Sharing a boarder with southeastern Slovakia, Nógrád isn’t a big Hungarian town. It’s not a town at all, actually, but a village, a real old-Europe village where the shadows of older times lurk much closer than in the bigger cities where there are occasional cobblestone reminders.
Just before daylight the village roosters were awakened by the circadian rhythms and began their territorial singing, and soon after the daily announcements from the loud speaker. I was told that they announced twice that the pharmacy would open on Friday from 10:30 until 11:30. Apparently one hour is all that is needed for prescription pick-ups and vitamin refills. These announcements were strangely soviet to me, though after a few days I warmed to the rustic simplicity and resolved that they were, like most everything in the village, quietly idyllic.
I suppose if you are an average Midwestern American like I am, and you were suddenly transported into Nógrád, you might feel some familiarity. The creeks, marble arches, honeysuckle in bloom. German dogs sunning themselves in the grass next to the peach trees. The woodland and the pastures, the apple groves. People harvest various fruits and vegetables, others ride bikes, gather flowers, run for the train or the ice cream truck. But the pace is distinctively small town European. The mayor, for example, makes
mákos rétes (poppy seed strudel) and delivers a few portions to the family I stayed with. The mayor. And grandmothers are always calling the grandkids to their homes to eat the ice cream they picked up from the confectionary. Hungarian kids are always getting ice cream rewards. And Túró Rudi. Of course you’d be hard pressed to find the spectacular ruins of a castle on the top of an average Ohio hill.
I stayed with the family for a week and organized English lessons for the two eldest children (15 and 14). And when we weren’t playing tennis, touring the father’s vast property on quads, riding horses, or eating Hungarian specialties to the point of excruciating pain, we talked about American gossip rags, celebrities, pop art, comic books, cooking, and American sports.
I gave them vocabulary lists and they actually gasp made notes on them. And doublegasp listened to me and asked questions. And triplegasp actually used the new words. And seriously, for you educators out there, when was the last time your student’s mother interrupted your lesson to bring you ice cream bars and raspberry syrup for the sparkling water?

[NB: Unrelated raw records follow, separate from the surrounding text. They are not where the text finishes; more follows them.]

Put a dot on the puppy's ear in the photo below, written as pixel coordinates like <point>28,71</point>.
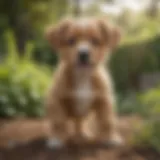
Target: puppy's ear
<point>55,34</point>
<point>111,34</point>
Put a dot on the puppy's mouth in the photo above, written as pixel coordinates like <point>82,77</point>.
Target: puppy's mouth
<point>84,64</point>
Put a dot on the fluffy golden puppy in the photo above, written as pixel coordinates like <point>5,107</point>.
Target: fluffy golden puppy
<point>82,83</point>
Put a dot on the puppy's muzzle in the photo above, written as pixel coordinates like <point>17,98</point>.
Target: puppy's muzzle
<point>83,57</point>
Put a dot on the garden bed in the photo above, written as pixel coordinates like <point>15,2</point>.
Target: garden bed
<point>31,134</point>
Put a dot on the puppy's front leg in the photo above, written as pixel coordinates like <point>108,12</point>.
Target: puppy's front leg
<point>58,124</point>
<point>106,118</point>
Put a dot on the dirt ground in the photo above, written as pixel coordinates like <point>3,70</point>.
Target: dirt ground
<point>29,137</point>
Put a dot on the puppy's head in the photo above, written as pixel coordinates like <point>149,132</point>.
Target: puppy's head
<point>83,42</point>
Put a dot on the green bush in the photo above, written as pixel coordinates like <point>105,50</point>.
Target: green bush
<point>149,134</point>
<point>22,83</point>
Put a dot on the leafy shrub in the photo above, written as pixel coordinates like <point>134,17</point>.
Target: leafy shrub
<point>129,104</point>
<point>22,83</point>
<point>149,134</point>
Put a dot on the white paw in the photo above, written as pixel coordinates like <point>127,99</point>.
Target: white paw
<point>54,143</point>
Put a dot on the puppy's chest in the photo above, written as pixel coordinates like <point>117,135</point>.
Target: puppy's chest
<point>83,96</point>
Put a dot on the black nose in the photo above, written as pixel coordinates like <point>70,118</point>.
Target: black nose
<point>83,57</point>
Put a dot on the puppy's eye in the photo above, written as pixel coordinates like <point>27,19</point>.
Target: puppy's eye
<point>71,41</point>
<point>95,41</point>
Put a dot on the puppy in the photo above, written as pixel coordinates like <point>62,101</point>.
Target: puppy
<point>82,83</point>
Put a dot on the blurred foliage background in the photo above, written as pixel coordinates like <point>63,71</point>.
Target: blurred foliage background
<point>27,62</point>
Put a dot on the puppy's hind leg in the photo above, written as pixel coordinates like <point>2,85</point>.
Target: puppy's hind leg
<point>106,118</point>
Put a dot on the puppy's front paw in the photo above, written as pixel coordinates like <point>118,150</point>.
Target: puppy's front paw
<point>114,141</point>
<point>54,143</point>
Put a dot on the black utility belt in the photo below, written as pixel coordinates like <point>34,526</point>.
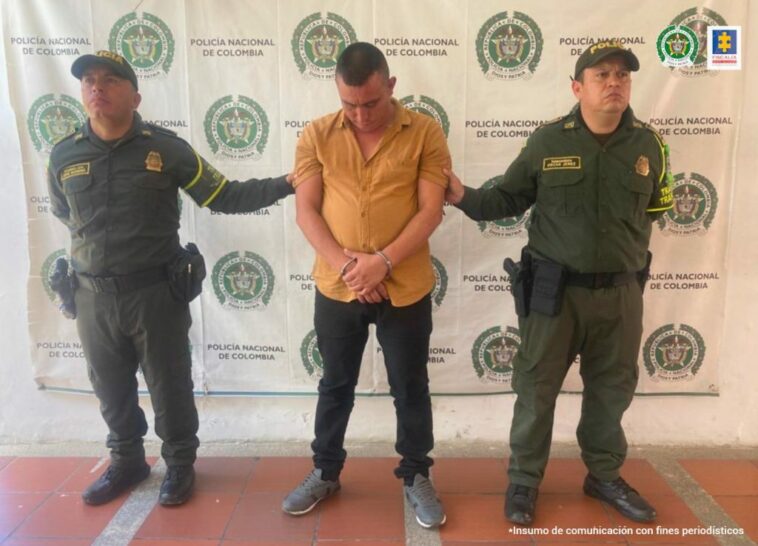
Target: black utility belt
<point>600,280</point>
<point>538,285</point>
<point>122,283</point>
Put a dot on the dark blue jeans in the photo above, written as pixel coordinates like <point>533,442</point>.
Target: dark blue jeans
<point>403,333</point>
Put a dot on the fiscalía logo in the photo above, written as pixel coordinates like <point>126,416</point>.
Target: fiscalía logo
<point>51,119</point>
<point>47,269</point>
<point>673,353</point>
<point>236,128</point>
<point>677,46</point>
<point>695,202</point>
<point>312,361</point>
<point>724,48</point>
<point>430,107</point>
<point>698,20</point>
<point>440,283</point>
<point>243,280</point>
<point>509,47</point>
<point>511,226</point>
<point>145,42</point>
<point>493,353</point>
<point>318,42</point>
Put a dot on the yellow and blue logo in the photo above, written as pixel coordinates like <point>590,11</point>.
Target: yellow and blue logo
<point>724,48</point>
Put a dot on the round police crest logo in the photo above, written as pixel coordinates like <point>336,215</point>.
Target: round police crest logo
<point>430,107</point>
<point>312,361</point>
<point>673,352</point>
<point>145,42</point>
<point>318,42</point>
<point>512,226</point>
<point>47,269</point>
<point>695,202</point>
<point>243,280</point>
<point>440,283</point>
<point>51,119</point>
<point>698,20</point>
<point>677,46</point>
<point>236,128</point>
<point>509,47</point>
<point>493,353</point>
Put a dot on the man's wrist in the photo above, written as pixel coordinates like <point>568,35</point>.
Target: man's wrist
<point>387,262</point>
<point>346,265</point>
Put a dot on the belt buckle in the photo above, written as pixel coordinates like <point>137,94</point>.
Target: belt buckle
<point>602,280</point>
<point>105,284</point>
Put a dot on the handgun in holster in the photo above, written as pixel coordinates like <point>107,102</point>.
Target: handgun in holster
<point>186,273</point>
<point>520,275</point>
<point>644,273</point>
<point>63,283</point>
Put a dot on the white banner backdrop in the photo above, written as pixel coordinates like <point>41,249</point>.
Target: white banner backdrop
<point>488,72</point>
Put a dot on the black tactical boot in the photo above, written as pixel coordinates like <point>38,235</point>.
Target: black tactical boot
<point>621,496</point>
<point>177,485</point>
<point>114,481</point>
<point>519,503</point>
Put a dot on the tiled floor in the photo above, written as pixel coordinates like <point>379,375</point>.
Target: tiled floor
<point>237,502</point>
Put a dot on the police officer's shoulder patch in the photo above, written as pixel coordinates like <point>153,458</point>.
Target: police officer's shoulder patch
<point>637,124</point>
<point>550,122</point>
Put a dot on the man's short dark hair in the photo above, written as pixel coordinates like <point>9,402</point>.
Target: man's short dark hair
<point>359,61</point>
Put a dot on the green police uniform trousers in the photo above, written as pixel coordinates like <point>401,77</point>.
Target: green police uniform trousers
<point>145,328</point>
<point>604,327</point>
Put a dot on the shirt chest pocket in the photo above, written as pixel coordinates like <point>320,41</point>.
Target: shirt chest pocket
<point>635,195</point>
<point>81,201</point>
<point>149,194</point>
<point>561,192</point>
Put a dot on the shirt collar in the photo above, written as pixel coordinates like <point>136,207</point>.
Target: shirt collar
<point>402,117</point>
<point>138,127</point>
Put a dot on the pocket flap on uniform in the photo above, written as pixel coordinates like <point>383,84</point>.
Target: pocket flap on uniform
<point>156,181</point>
<point>638,184</point>
<point>76,184</point>
<point>561,178</point>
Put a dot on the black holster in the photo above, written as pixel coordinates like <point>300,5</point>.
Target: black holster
<point>63,283</point>
<point>644,273</point>
<point>520,275</point>
<point>186,273</point>
<point>548,286</point>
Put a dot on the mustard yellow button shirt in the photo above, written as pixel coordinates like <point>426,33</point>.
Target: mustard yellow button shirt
<point>367,203</point>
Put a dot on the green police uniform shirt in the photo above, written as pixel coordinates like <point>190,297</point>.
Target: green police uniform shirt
<point>119,199</point>
<point>593,204</point>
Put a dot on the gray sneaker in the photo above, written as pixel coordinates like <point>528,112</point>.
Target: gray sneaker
<point>308,494</point>
<point>423,498</point>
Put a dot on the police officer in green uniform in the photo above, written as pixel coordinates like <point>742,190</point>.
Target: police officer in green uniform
<point>114,184</point>
<point>595,179</point>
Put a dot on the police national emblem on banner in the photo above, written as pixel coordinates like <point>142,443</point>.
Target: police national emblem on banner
<point>243,280</point>
<point>510,226</point>
<point>145,41</point>
<point>310,355</point>
<point>677,46</point>
<point>236,128</point>
<point>697,19</point>
<point>493,353</point>
<point>47,269</point>
<point>318,42</point>
<point>674,353</point>
<point>724,48</point>
<point>52,118</point>
<point>509,46</point>
<point>440,283</point>
<point>430,107</point>
<point>695,204</point>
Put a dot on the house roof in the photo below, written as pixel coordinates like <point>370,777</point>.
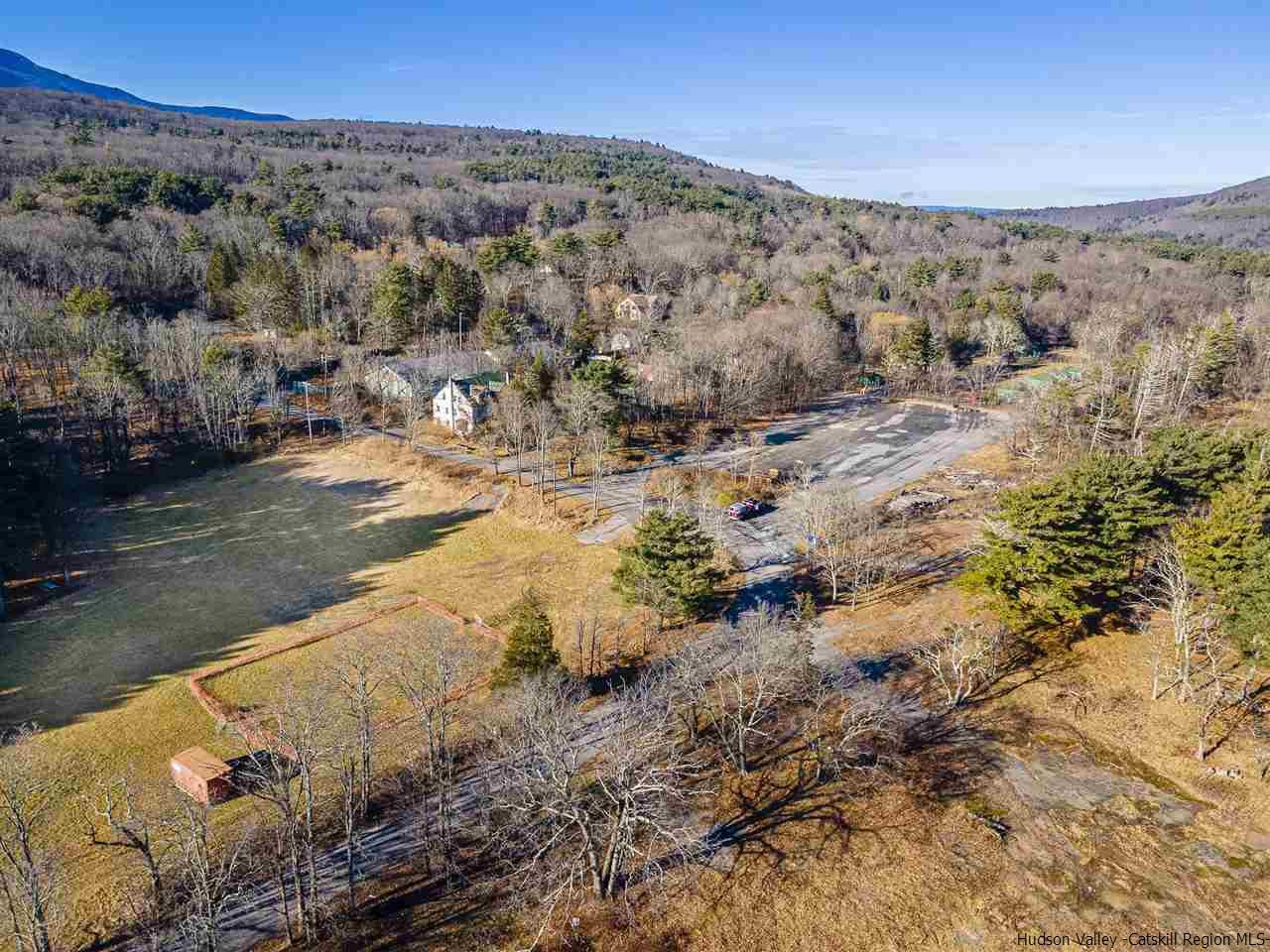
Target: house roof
<point>200,763</point>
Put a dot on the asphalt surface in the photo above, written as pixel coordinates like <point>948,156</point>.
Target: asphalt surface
<point>858,440</point>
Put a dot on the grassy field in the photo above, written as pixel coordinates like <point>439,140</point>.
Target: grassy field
<point>203,570</point>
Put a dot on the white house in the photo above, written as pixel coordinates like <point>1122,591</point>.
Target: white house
<point>399,377</point>
<point>460,405</point>
<point>642,308</point>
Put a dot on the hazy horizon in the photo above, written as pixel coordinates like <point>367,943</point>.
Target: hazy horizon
<point>1086,104</point>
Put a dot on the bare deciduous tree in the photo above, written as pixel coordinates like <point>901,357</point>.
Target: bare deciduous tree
<point>208,875</point>
<point>580,806</point>
<point>962,658</point>
<point>431,671</point>
<point>31,875</point>
<point>756,665</point>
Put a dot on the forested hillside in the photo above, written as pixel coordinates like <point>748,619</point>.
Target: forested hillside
<point>172,285</point>
<point>132,241</point>
<point>1237,216</point>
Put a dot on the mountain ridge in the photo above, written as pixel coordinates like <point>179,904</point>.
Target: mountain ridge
<point>19,71</point>
<point>1237,216</point>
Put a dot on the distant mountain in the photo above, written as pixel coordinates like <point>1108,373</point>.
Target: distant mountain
<point>1237,216</point>
<point>965,208</point>
<point>17,70</point>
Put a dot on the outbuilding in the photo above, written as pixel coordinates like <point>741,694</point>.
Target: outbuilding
<point>203,775</point>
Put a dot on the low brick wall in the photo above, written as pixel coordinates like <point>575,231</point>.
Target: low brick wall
<point>253,730</point>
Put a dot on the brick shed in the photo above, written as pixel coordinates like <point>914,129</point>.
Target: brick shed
<point>203,775</point>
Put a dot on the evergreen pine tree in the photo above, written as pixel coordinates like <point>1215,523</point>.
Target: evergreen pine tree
<point>1067,547</point>
<point>668,567</point>
<point>530,642</point>
<point>393,303</point>
<point>1220,348</point>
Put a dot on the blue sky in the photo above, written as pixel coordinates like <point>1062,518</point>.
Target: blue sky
<point>952,103</point>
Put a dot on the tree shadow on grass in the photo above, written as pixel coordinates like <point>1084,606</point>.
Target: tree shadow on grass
<point>187,574</point>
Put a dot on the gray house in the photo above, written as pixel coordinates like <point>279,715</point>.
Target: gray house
<point>398,377</point>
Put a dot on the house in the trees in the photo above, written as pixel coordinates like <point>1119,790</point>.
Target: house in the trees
<point>422,377</point>
<point>620,341</point>
<point>461,404</point>
<point>642,308</point>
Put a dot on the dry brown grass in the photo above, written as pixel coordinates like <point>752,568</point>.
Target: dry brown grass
<point>214,566</point>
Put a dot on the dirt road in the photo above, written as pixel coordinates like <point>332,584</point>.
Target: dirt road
<point>873,445</point>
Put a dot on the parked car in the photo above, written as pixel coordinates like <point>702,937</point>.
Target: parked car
<point>744,509</point>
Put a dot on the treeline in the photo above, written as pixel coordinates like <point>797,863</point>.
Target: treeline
<point>113,225</point>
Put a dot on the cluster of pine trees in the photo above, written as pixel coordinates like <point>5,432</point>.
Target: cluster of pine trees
<point>1067,551</point>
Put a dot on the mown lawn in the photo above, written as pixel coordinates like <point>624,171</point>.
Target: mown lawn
<point>203,570</point>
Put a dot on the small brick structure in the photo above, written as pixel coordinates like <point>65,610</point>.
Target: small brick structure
<point>209,779</point>
<point>203,775</point>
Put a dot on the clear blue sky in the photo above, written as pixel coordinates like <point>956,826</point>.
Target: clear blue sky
<point>952,103</point>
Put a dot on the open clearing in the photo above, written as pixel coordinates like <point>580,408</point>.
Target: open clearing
<point>194,572</point>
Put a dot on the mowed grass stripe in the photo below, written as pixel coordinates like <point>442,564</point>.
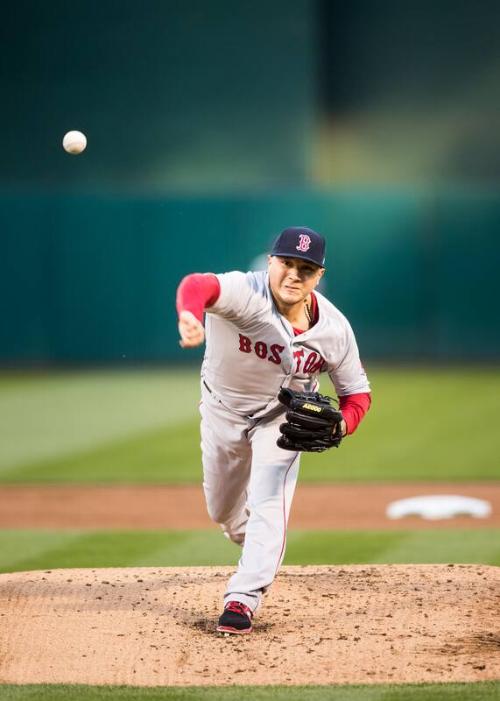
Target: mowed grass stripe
<point>22,550</point>
<point>143,427</point>
<point>480,691</point>
<point>46,416</point>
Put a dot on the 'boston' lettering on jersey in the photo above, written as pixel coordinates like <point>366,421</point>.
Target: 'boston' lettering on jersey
<point>313,362</point>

As I look through all of the pictures I took over the week, I really appreciate even more the quaintness of these little towns outside of Budapest. And while for some a place like Nógrád is just a place for a summer or weekend home, it’s another example of the kind of feeling I was hoping to find when moving here. Unspoiled by the bus exhaust and tourist mobs, it is simple, pastoral. A place where you can write, and actually hear your own words coming back to you.
Nógrád, 7 am
It’s the end of blackberry season. This morning the rooster’s lungs seem strained in his cockled melody of morning. The plums are so fat the branches bow to the grass, and honeybees are wingside hoping to suckle the warm nectar drip. The family is still sleeping, as are the farm workers though the young mare needs tending in the barn. The village dogs that spent the night moon-howling are resting now in thin alleys of morning sun. Dry creek beds crackle as the train vibrates past. Split wood shifts on the piles in the north stables. And on the distant hill, morning is as green as time here, is as new as the words for it. Everything is alive and resting. The empty wine cellars dug cool into the hills, the peach pits mixed with pebbles on the side of the lake. Everything is resting and everything is moved. The pottery wheel, for example, turned slowly by wind. The stones of the gunpowder-ruined castle with no memory of that season of lightning.